| Literature DB >> 34671455 |
Jasleen Minhas1, Sai Prasanna Narasimmal1, Todd M Bull2, Teresa De Marco3, John Wesley McConnell4, Matthew R Lammi5, Thenappan Thenappan6, Jeremy P Feldman7, Jeffrey S Sager8, David B Badesch2, John J Ryan9, Daniel C Grinnan10, Dianne Zwicke11, Evelyn M Horn12, Jean M Elwing13, John E Moss14, Michael Eggert15, Oksana A Shlobin16, Robert P Frantz17, Sonja D Bartolome18, Stephen C Mathai19, Sula Mazimba20, Steven C Pugliese1, Nadine Al-Naamani1.
Abstract
Chronic thromboembolic pulmonary hypertension (CTEPH) is a rare, morbid, potentially curable subtype of pulmonary hypertension that negatively impacts health-related quality of life (HRQoL). Little is known about differences in HRQoL and hospitalization between CTEPH patients and idiopathic pulmonary arterial hypertension (IPAH) patients. Using multivariable linear regression and mixed effects models, we examined differences in HRQoL assessed by emPHasis-10 (E10) and SF-12 between CTEPH and IPAH patients in the Pulmonary Hypertension Association Registry, a prospective multicenter cohort of patients newly evaluated at a Pulmonary Hypertension Care Center. Multivariable negative binomial regression models were used to estimate incidence rate ratios (IRR) for hospitalization amongst the two groups.

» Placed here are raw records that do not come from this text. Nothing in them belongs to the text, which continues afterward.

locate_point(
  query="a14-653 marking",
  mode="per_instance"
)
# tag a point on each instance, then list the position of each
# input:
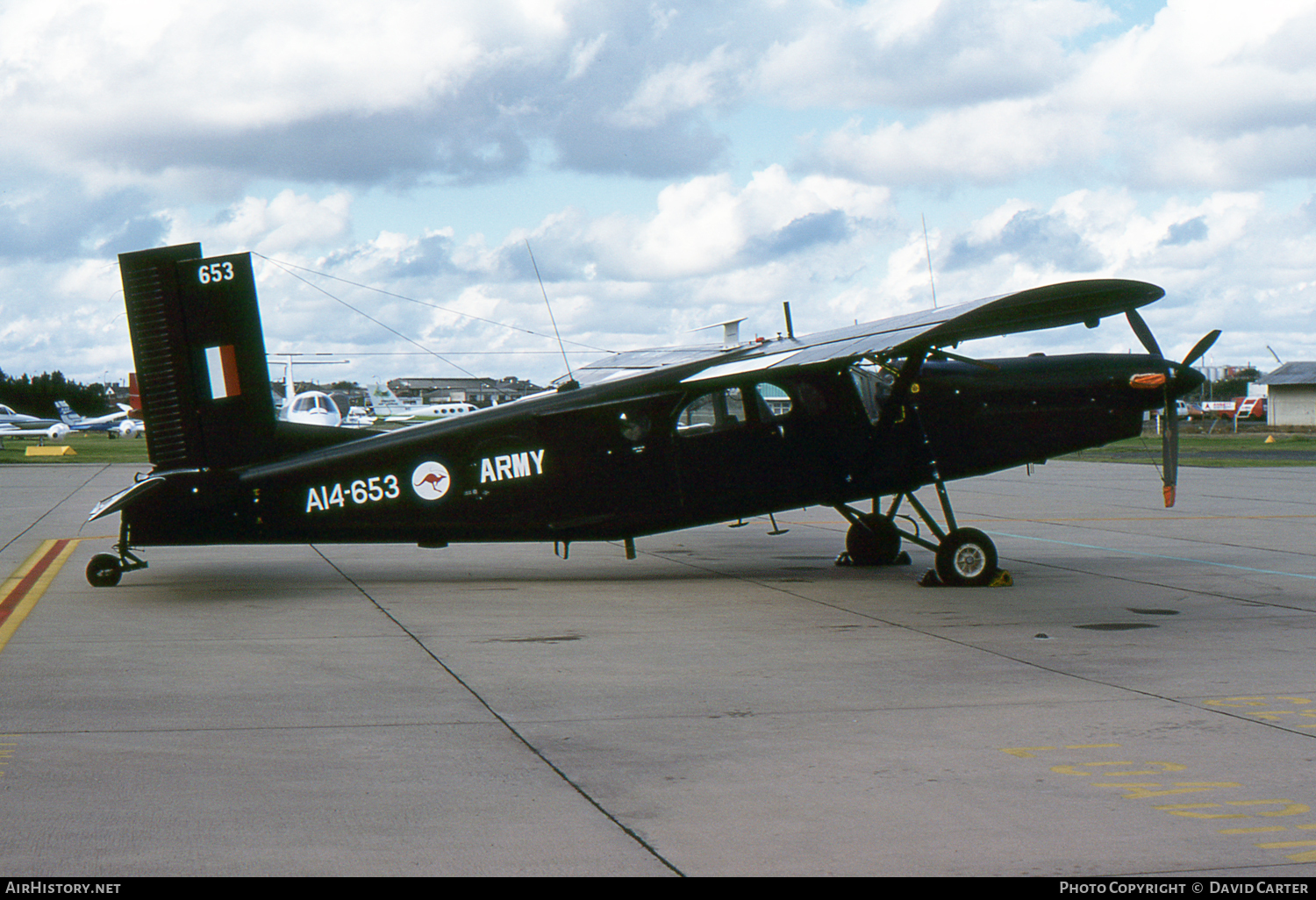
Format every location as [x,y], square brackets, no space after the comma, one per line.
[360,492]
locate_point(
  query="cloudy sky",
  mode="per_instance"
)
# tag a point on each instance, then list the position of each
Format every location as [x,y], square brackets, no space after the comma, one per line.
[669,163]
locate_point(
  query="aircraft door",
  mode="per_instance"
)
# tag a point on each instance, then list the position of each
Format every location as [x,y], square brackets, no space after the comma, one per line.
[739,449]
[616,466]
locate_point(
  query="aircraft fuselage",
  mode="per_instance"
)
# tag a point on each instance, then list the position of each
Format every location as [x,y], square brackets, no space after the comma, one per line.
[613,462]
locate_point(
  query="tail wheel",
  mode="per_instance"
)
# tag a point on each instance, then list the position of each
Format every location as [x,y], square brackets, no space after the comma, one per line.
[873,541]
[104,570]
[966,558]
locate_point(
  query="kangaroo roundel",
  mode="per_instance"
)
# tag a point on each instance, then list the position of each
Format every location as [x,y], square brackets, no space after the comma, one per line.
[431,481]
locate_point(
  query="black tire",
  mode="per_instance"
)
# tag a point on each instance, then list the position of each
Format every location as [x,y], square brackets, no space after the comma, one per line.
[104,570]
[873,541]
[966,558]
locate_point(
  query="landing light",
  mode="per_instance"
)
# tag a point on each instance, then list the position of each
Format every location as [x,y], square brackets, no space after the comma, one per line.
[1148,381]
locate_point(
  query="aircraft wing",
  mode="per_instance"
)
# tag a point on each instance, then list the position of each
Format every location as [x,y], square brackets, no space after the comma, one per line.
[1026,311]
[54,432]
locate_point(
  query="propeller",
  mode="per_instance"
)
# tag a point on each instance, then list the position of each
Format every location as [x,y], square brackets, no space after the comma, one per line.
[1170,418]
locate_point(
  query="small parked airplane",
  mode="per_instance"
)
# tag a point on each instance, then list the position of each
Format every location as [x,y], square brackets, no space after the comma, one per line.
[645,441]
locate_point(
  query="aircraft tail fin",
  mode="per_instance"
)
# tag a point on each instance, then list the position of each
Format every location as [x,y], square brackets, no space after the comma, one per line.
[66,415]
[200,357]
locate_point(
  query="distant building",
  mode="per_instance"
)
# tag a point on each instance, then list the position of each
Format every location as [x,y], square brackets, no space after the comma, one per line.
[479,391]
[1292,394]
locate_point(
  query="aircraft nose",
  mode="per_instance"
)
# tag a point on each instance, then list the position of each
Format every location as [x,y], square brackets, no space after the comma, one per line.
[1187,379]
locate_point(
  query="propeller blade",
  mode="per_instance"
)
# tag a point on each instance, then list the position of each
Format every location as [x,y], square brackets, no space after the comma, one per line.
[1144,333]
[1200,347]
[1169,447]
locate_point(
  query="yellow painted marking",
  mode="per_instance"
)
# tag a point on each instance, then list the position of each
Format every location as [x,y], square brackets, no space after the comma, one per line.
[1290,807]
[1286,845]
[1029,753]
[1182,810]
[1139,789]
[31,592]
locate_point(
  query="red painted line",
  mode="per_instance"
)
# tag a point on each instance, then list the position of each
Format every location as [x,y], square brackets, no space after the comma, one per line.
[20,589]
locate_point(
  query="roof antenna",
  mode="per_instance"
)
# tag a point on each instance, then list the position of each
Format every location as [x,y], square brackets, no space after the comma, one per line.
[570,384]
[928,249]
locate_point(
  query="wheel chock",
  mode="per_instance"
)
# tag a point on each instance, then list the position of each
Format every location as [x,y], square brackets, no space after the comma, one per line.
[1000,579]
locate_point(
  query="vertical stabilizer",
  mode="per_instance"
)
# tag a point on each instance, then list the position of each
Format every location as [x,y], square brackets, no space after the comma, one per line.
[200,357]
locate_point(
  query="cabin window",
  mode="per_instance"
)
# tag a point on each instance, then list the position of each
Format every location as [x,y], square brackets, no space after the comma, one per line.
[874,386]
[732,407]
[716,411]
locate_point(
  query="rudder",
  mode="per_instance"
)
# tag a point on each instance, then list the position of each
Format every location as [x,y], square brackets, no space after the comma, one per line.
[200,357]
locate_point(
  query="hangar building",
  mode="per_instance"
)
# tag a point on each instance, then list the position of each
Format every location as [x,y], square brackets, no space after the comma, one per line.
[1292,394]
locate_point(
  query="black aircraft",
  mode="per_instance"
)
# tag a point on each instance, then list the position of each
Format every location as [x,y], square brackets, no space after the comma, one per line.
[641,442]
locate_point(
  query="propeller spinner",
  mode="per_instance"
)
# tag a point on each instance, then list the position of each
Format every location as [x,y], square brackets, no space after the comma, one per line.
[1170,431]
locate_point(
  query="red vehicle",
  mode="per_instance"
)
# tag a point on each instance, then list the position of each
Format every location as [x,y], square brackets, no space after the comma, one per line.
[1249,408]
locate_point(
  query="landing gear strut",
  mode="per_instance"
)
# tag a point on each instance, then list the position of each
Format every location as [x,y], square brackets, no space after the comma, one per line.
[105,568]
[965,557]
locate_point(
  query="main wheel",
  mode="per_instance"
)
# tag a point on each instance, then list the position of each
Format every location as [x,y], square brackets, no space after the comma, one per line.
[966,558]
[873,541]
[104,570]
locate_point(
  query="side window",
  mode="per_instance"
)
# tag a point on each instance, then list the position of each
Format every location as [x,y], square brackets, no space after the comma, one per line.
[874,386]
[716,411]
[771,402]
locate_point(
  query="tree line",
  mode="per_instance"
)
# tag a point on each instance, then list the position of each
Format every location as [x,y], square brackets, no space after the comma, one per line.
[37,395]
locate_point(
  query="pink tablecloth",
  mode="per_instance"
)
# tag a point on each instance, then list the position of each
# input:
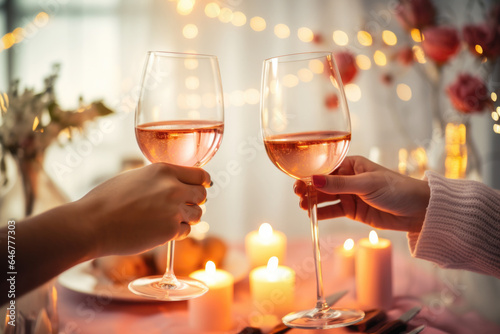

We included 461 IPAH patients and 169 CTEPH patients. Twenty-one percent of CTEPH patients underwent pulmonary thromboendarterectomy (PTE) before the end of follow-up. At baseline, patients with CTEPH had significantly worse HRQoL (higher E10 scores) (ß 2.83, SE 1.11, p = 0.01); however, differences did not persist over time. CTEPH patients had higher rates of hospitalization (excluding the hospitalization for PTE) compared to IPAH patients after adjusting for age, sex, body mass index, WHO functional class and six-minute walk distance (IRR 1.66, 95%CI 1.04-2.65, p = 0.03). CTEPH patients who underwent PTE had improved HRQoL as compared to those who were medically managed, but patients who underwent PTE were younger, had higher cardiac outputs and greater six-minute walk distances. In this large, prospective, multicenter cohort, CTEPH patients had significantly worse baseline HRQoL and higher rates of hospitalizations than those with IPAH. CTEPH patients who underwent PTE had significant improvements in HRQoL.Entities:
Keywords: hospitalizations; pulmonary thromboendarterectomy; quality of life
Year: 2021 PMID: 34671455 PMCID: PMC8521427 DOI: 10.1177/20458940211053196
Source DB: PubMed Journal: Pulm Circ ISSN: 2045-8932 Impact factor: 2.886
Fig. 1.Flow diagram for study participants.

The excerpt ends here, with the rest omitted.